Questionado sobre o sentimento em relação ao fechamento de casas importantes da noite paulistana, como Bahamas, Café Millenium, Romanza, Solid Gold, entre outras, Albuquerque disse que não teme a ação da Prefeitura em seu estabelecimento, desvinculando o New Plaza de qualquer atividade ilegal.

- Nós não temos este tipo de problema porque somos um hotel - disse. Já quanto à reeleição do prefeito Gilberto Kassab, Fernando não escondeu a insatisfação.

- É uma notícia péssima. Mesmo com o fechamento de outras casas, nosso público evapora. Você já pensou em São Paulo sem isso? O que ia ser? Só restaurantes? Temos que ter carne crua e carne cozida- brinca o gerente.

Enquanto algumas boates querem repetir o faturamento dos anos anteriores, outras pensam em conseguir seu espaço na noite paulista e aproveitar as vantagens que a Fórmula 1 traz às casas.
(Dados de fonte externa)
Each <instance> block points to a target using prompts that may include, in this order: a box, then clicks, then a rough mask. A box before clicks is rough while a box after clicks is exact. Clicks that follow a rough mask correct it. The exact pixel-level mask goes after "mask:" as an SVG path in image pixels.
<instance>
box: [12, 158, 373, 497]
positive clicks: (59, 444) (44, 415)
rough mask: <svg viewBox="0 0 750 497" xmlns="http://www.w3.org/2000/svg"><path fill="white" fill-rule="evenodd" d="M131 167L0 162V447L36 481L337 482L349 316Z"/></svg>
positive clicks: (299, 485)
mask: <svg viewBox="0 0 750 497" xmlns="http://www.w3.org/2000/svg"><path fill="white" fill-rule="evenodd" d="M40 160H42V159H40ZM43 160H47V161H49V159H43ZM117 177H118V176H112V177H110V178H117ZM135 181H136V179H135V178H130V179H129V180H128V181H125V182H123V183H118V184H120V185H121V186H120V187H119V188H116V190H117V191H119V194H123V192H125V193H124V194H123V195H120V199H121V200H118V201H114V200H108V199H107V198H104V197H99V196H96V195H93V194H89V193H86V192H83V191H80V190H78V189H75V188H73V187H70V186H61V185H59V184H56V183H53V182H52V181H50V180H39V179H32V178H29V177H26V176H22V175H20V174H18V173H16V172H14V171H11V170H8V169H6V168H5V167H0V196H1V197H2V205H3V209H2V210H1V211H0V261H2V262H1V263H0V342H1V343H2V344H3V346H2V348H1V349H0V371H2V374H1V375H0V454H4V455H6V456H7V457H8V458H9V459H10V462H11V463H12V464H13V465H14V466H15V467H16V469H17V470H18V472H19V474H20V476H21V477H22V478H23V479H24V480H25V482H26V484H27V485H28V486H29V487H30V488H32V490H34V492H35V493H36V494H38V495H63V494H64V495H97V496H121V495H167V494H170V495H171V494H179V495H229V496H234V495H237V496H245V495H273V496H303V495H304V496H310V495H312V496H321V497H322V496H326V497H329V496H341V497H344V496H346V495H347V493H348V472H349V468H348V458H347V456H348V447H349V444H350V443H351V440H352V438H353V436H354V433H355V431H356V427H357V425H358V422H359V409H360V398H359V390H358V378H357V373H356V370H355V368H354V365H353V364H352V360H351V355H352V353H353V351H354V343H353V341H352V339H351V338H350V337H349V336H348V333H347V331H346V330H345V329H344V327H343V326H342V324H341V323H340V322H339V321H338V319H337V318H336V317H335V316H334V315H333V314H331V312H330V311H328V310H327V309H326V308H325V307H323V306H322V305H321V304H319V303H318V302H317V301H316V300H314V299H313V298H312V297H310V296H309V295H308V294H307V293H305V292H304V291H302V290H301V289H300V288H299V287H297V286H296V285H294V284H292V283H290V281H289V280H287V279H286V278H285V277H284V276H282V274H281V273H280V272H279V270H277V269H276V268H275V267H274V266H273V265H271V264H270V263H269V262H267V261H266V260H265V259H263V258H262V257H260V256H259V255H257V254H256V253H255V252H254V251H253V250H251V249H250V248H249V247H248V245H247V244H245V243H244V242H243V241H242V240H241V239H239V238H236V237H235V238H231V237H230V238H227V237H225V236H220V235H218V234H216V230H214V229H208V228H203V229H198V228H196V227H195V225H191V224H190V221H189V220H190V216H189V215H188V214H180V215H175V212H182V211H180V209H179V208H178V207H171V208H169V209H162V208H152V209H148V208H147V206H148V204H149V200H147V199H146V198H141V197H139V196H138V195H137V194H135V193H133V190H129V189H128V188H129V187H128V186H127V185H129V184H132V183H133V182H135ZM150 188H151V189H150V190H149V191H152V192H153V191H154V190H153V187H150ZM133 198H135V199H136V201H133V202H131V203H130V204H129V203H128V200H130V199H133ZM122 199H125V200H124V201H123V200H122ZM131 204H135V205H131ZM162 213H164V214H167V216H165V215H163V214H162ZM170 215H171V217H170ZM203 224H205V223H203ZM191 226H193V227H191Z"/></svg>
- A gente ouve muitas histórias, mas como é nosso primeiro ano, não sabemos como funciona. Vamos ver e espero que seja bom mesmo. A expectativa é muito boa - disse Luiz Paramdach, proprietário do Bon Vivant, localizado em Pinheiros.

Aberto há apenas cinco meses, a casa possui dois garçons e duas hostess poliglotas que estão preparados para atender aos pedidos dos turistas que desembarcam no Brasil durante toda a semana.

- O diferencial da casa é música ao vivo, com um repertório bem variado, assim como é o nosso público, com um grande número de casais que gosta da casa - disse.

Fiscalizações

Tamanha discrição tem um motivo: com a proximidade do GP, as subprefeituras, em parceria com a Polícia Civil e o Ministério Público, tem comandado atividades de rotina em algumas casas, muitas delas que já foram lacradas algumas vezes pelos fiscais e voltaram a funcionar de forma ilegal. Em contato com o Terra, Alexandre Modonezi, subprefeito da Vila Mariana, uma das regiões mais ativas, disse que, nos últimos dois anos, já realizou 25 lacrações administrativas e físicas em estabelecimentos que funcionavam como boates e casas de massagens.

Só no mês de agosto, foram encerradas as atividades de cinco estabelecimentos noturnos que não estavam de acordo com a lei. Já nesta semana, mais cinco locais foram interditados.

- Nós estamos fazendo a relacração nos estabelecimentos que romperam o lacre (muro) administrativo. Exatamente por causa da Fórmula 1, as casas rompem o lacre e voltam a funcionar para aproveitar a época- disse.

Na última quarta-feira, Modonezi acompanhou o encerramento das atividades no Café Millenari, onde foram encontrados oito funcionários, entre eles uma garota de programa, e o American Show, local em que duas mulheres estavam dormindo nos quartos dos fundos das boates. Como as casas já haviam sido lacradas anteriormente, serão multadas em R$ 4 mil cada.

- Temos encontrado lugares com salão de beleza, para que as mulheres nem precisem sair de lá. Em outros, vemos quartos minúsculos, com condições precárias de higiene e estrutura - afirmou.

Já no dia seguinte, foi a vez de mais três casas serem relacradas, com 26 garotas trabalhando nos locais, que já estavam proibidos de operar desde o início do ano.

- Vamos redobrar as ações fiscais nos dias que antecedem ao evento e relacrar todos aqueles que desrespeitarem as ordens de interdição - disse Modonezi, que já comemora os primeiros resultados.